Trzech zatrzymanych 4 lutego rozpoczęło strajk głodowy
Uwięzieni od 4 lutego: Rodrigo, Alex i Juan rozpoczęli strajk głodowy 19 czerwca. Poza murami Mariana, matka Rodrigo w solidarności z walką o uwolnienie trójki rozpoczęła równocześnie strajk głodowy.
9 czerwca odbyła się kolejna rozprawa w ich sprawie. Sędzina C.Martinez Garcia zdecydowała zmienić i ujednolicić obciążenie:
- usiłowanie zabójstwa dla Rodrigo i Alex (z karą od 5 do 10 lat) i zamach na władzę
dla Juan (z karą od 4 do 6 lat) oraz atak na funkcjonariuszy i spowodowanie kontuzji w ostrej formie z użyciem broni (kamieni!) dla całej trójki - łącznie 18 lat więzienia.

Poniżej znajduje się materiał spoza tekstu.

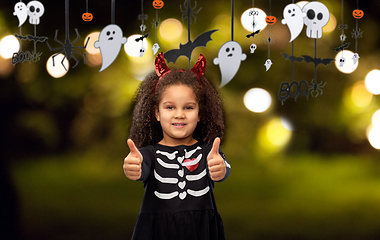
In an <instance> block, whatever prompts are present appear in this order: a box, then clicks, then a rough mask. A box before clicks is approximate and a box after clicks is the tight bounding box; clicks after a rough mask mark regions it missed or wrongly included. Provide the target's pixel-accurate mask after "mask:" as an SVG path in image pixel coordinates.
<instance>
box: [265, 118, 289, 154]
mask: <svg viewBox="0 0 380 240" xmlns="http://www.w3.org/2000/svg"><path fill="white" fill-rule="evenodd" d="M291 136H292V132H291V131H290V130H288V129H286V128H285V127H284V125H283V124H282V122H281V119H280V118H274V119H272V120H271V121H269V122H268V123H267V124H266V125H265V126H264V127H263V128H261V129H260V130H259V132H258V143H259V145H260V147H261V148H262V149H265V150H269V151H278V150H281V149H283V148H284V147H285V146H286V145H287V144H288V143H289V141H290V139H291Z"/></svg>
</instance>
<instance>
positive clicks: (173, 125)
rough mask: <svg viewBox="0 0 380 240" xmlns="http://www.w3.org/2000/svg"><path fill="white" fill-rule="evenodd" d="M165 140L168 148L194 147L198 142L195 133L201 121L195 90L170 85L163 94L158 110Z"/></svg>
mask: <svg viewBox="0 0 380 240" xmlns="http://www.w3.org/2000/svg"><path fill="white" fill-rule="evenodd" d="M156 119H157V121H159V122H160V124H161V127H162V131H163V136H164V137H163V139H162V140H161V141H160V144H163V145H167V146H178V145H192V144H194V143H195V142H196V140H195V139H194V138H193V132H194V130H195V128H196V126H197V124H198V122H199V120H200V117H199V103H198V100H197V99H196V96H195V94H194V92H193V90H192V89H191V88H190V87H188V86H186V85H182V84H180V85H170V86H168V87H166V89H165V91H164V92H163V93H162V97H161V100H160V102H159V104H158V110H157V109H156Z"/></svg>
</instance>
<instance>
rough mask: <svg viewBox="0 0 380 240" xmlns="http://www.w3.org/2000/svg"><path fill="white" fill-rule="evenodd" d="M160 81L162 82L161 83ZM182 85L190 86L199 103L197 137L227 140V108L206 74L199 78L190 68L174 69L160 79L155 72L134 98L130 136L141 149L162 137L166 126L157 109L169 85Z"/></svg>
mask: <svg viewBox="0 0 380 240" xmlns="http://www.w3.org/2000/svg"><path fill="white" fill-rule="evenodd" d="M158 81H160V82H159V84H158V85H157V82H158ZM180 84H182V85H185V86H188V87H190V88H191V89H192V90H193V91H194V93H195V96H196V99H197V100H198V103H199V115H200V121H199V122H198V124H197V127H196V128H195V130H194V132H193V138H194V139H196V140H198V141H203V142H207V143H208V142H212V141H214V139H215V138H216V137H219V138H220V139H221V140H223V135H224V129H225V125H224V121H225V118H224V109H223V104H222V101H221V99H220V97H219V94H218V92H217V91H216V89H215V88H214V86H213V85H212V84H211V83H210V82H209V81H208V80H207V79H206V78H205V77H201V79H200V80H198V77H197V75H196V74H194V73H193V72H191V71H189V70H171V72H169V73H167V74H165V76H164V77H162V78H161V79H160V80H159V77H158V76H157V74H156V73H155V72H154V73H152V74H150V75H148V76H147V77H146V78H145V80H144V81H143V82H142V83H141V84H140V87H139V90H138V91H137V95H136V97H135V100H134V110H133V117H132V124H131V129H130V133H129V134H130V135H129V138H130V139H132V140H133V141H134V143H135V145H136V147H137V148H141V147H145V146H147V145H154V144H156V143H158V142H159V141H161V140H162V138H163V133H162V128H161V125H160V122H158V121H157V119H156V116H155V110H156V109H158V104H159V102H160V100H161V97H162V94H163V92H164V91H165V89H166V87H167V86H171V85H180ZM156 87H157V89H156Z"/></svg>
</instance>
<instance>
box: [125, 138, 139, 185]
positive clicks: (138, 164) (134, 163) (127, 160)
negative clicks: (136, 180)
mask: <svg viewBox="0 0 380 240" xmlns="http://www.w3.org/2000/svg"><path fill="white" fill-rule="evenodd" d="M127 144H128V147H129V149H130V150H131V152H130V153H129V154H128V156H127V157H126V158H125V159H124V165H123V169H124V173H125V175H126V176H127V178H129V179H131V180H138V179H140V177H141V164H142V161H143V156H142V155H141V153H140V151H139V150H138V149H137V148H136V145H135V143H134V142H133V141H132V140H131V139H128V140H127Z"/></svg>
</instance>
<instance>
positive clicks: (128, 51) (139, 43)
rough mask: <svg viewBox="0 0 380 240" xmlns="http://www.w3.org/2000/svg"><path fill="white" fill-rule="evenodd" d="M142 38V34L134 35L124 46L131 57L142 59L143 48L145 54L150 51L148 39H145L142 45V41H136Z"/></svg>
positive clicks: (128, 40)
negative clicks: (141, 49) (148, 51)
mask: <svg viewBox="0 0 380 240" xmlns="http://www.w3.org/2000/svg"><path fill="white" fill-rule="evenodd" d="M140 37H142V35H141V34H134V35H132V36H129V37H128V41H127V43H126V44H124V51H125V52H126V53H127V55H128V56H130V57H140V50H141V49H142V48H144V49H145V52H146V51H148V41H147V40H146V38H144V39H143V41H142V44H141V41H138V42H137V41H136V39H137V38H140Z"/></svg>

Reszcie zatrzymanych 4 lutego (odpowiadającej z wolnej stopy) przedstawiono zarzut udziału w zamieszkach (za co grozi od 4 do 6 lat).
Sędzina nie zaakceptowała wszystkich świadków zeznających na korzyść oskarżonych.
Zignorowane zostały także orzeczenia biegłych lekarzy na temat pochodzenia urazu u ranionego policjanta.
Trójka zatrzymanych przebywa w więzieniu prewencyjnym już ponad 4 miesiące,
z postawionymi zarzutami, ale bez wyroków mogą przebywać tam nawet do czterech lat.
Dość montaży policyjnych!
Wolność dla zatrzymanych czwartego lutego!
Poniżej notka opisująca sprawę:
Represje wobec squattersów w Barcelonie
4 lutego, w nocy z soboty na niedzielę, podczas trwającej imprezy w ponownie zasquatowanym teatrze (pierwsza jego ewikcja miała miejsce kilkanaście godzin wcześniej) doszło do policyjnej interwencji. Podczas chaotycznej szarży policji jeden policjant został ciężko ranny (do dziś przebywa w szpitalu w stanie śpiączki). 9 osób zostało zatrzymanych, wiele przypadkowo, 6 jest już na wolności, prawie wszyscy poddani na komisariacie byli brutalnym torturom. Sytuacja trójki emigrantów (2 z Chile, 1 z Argentyny) pozostających w więzieniu nie jest wesoła, 2 będzie sądzonych za usiłowanie zabójstwa funkcjonariusza, ostatni za nieposłuszeństwo i stawianie czynnego oporu podczas trwającej interwencji.
Dwie wersje...
1. Na początku policjanci biorący udział w interwencji twierdzili, że ten który przebywa teraz w stanie spiączki w szpitalu dostał doniczką zrzuconą z balkonu squatu, podobnie twierdzili również sąsiedzi i inni świadkowie.
2. Sprawa się komplikuje, kiedy okazuje się, że wszystkie zatrzymane osoby przebywały w czasie interwencji policji na zewnątrz. Więc potrzebne są kozły ofiarne, policja zmienia swoją wersję i nakłania do tego również świadków. Teraz wersja jest taka, ze ranny policjant oberwał kamieniem rzuconym z ulicy, a nie doniczką z okna.
Sprawa jest prosta - trzeba kogoś pociągnąć do odpowiedzialności, a trójka emigrantów akurat świetnie się do tego nadaje - "policja wykazała się skutecznością w działaniu."